The standard solution is a policy override path: a designated team member can approve a deploy over the budget floor block, with a required post-deploy review. Kubestead supports this via a requireApproval: true flag on the policy — the block becomes a gate that requires explicit human approval rather than a hard stop. The approval is logged in the rollout event stream for audit purposes.

We're not suggesting every budget floor block should be overridable — that would defeat the purpose. We're saying that "block everything" policies get circumvented entirely when they're too strict, and a structured override path is better than informal bypassing.

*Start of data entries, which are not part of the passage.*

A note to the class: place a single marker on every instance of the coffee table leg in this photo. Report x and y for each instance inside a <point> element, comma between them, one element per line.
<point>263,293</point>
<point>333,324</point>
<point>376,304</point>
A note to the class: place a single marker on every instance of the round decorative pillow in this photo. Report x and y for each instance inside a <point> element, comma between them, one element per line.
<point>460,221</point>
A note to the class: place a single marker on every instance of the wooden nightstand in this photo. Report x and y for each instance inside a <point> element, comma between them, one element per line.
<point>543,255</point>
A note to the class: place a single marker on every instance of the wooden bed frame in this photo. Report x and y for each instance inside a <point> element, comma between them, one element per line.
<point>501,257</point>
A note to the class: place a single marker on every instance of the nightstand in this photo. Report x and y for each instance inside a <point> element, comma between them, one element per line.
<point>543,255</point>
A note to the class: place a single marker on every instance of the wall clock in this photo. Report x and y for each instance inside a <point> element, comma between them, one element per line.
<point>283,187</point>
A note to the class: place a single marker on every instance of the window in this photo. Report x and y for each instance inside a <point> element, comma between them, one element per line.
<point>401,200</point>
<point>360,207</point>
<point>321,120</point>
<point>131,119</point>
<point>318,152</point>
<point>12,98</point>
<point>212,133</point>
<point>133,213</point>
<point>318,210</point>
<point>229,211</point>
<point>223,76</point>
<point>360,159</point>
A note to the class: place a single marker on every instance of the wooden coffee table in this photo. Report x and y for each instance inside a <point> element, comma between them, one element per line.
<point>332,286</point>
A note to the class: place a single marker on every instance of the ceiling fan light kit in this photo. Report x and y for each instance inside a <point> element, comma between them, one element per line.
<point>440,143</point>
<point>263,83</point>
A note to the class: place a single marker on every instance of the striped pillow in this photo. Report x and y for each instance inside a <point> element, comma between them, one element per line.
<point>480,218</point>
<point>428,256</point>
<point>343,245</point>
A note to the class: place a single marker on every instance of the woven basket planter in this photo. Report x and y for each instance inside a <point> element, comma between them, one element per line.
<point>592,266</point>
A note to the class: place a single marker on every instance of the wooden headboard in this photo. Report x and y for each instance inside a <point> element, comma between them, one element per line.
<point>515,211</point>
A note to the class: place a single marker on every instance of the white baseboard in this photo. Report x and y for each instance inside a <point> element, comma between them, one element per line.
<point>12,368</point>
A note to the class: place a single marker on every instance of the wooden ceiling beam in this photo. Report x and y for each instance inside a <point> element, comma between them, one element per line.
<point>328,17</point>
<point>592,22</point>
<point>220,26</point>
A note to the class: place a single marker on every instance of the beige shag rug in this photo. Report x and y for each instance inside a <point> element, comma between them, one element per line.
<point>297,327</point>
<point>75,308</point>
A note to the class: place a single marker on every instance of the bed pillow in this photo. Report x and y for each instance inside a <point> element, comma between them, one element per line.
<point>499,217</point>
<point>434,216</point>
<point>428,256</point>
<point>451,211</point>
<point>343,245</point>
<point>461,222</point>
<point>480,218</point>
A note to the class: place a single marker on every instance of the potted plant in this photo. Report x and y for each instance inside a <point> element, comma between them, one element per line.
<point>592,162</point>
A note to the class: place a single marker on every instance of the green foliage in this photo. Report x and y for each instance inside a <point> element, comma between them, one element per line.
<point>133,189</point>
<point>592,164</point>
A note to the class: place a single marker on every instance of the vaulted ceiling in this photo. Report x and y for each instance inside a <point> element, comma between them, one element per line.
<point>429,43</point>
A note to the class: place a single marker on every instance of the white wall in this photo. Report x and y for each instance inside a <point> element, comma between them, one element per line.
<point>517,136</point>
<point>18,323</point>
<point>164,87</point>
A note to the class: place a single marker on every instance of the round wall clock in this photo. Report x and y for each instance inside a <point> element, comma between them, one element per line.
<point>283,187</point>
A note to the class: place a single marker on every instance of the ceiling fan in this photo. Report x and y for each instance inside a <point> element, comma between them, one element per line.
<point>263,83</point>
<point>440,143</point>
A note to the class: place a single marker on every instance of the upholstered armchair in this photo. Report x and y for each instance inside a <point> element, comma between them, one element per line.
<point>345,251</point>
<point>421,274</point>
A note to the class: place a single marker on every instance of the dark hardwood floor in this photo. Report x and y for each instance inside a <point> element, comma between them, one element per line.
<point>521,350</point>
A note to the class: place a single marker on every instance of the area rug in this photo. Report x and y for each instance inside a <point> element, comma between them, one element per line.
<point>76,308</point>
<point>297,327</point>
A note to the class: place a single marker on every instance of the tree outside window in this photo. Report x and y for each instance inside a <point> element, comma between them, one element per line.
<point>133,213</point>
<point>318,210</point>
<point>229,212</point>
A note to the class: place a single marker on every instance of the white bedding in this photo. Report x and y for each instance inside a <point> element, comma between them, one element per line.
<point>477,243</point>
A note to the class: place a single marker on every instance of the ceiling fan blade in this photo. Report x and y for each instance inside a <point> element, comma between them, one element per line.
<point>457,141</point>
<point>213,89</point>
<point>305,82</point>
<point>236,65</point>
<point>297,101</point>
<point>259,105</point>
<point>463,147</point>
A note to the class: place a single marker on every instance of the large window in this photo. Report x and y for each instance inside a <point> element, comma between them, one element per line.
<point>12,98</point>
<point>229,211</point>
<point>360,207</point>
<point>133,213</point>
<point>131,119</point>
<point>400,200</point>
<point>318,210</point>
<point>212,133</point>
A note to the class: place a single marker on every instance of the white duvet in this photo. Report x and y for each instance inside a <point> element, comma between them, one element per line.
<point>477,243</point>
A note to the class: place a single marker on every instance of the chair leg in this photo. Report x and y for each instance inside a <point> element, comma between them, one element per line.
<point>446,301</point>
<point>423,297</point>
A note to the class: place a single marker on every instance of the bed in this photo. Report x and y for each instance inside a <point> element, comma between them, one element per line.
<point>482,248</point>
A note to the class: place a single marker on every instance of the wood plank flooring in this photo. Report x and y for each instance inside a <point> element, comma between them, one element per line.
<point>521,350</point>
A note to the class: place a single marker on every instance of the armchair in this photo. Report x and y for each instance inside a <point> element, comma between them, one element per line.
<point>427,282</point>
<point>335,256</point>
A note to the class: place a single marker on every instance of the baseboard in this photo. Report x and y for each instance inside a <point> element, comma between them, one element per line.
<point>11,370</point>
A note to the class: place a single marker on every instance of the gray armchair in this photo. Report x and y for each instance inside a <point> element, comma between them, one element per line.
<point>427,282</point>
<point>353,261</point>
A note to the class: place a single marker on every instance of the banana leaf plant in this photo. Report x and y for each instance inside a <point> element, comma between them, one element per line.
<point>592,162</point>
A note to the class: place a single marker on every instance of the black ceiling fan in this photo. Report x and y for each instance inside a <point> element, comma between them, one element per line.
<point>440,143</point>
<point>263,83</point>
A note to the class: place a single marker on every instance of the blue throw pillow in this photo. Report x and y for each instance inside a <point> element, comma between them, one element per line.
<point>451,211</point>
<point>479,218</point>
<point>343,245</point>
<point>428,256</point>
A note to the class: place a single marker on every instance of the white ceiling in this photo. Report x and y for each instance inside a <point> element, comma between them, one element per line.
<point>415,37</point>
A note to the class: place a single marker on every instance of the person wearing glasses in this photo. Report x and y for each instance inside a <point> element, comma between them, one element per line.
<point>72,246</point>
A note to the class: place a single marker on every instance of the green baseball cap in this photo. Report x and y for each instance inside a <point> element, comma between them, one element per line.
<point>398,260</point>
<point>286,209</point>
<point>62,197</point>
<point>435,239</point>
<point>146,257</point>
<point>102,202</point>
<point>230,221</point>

Calibrating Thresholds Over Time

The thresholds in the initial policy are starting points, not constants. After running the policy through a full 28-day window, review the rollout event log: how many rollbacks were triggered by the burn rate threshold? Of those, how many correlated with real user-visible regressions, and how many were false positives from traffic spikes?

If you see 4+ false positive rollbacks in a window with no corresponding user impact, your canaryBurnRateMax is too aggressive. Raise it from 2.5 to 3.5. If you see zero rollbacks but also notice post-deploy incidents that weren't caught during the canary window, your burn rate threshold might be too permissive — or your analysis window is too short.

This is not set-and-forget configuration. Error budget policies need the same calibration discipline as any alerting threshold. The rollback event schema provides the data to drive that calibration: trigger burn rate, baseline burn rate at trigger time, canary traffic percentage, service name. Run that analysis quarterly and your thresholds will improve steadily over time.

Multi-Service Policy Inheritance

For platform teams managing 50+ microservices, writing a custom error budget policy for each service is not practical. Kubestead supports policy inheritance: a default cluster-level policy applies to all services without an explicit policy, and service-level policies override specific fields while inheriting the rest.

A typical setup: the cluster policy sets canaryBurnRateMax: 3.0 and remainingBudgetMinFloor: 0.15 as defaults. Services with tighter SLOs (99.99% availability, payment processing) override to canaryBurnRateMax: 1.5. Internal tooling services with no SLO inherit the cluster policy but set onBudgetFloor: warn instead of block. The tier structure mirrors the service criticality, not the platform team's preference.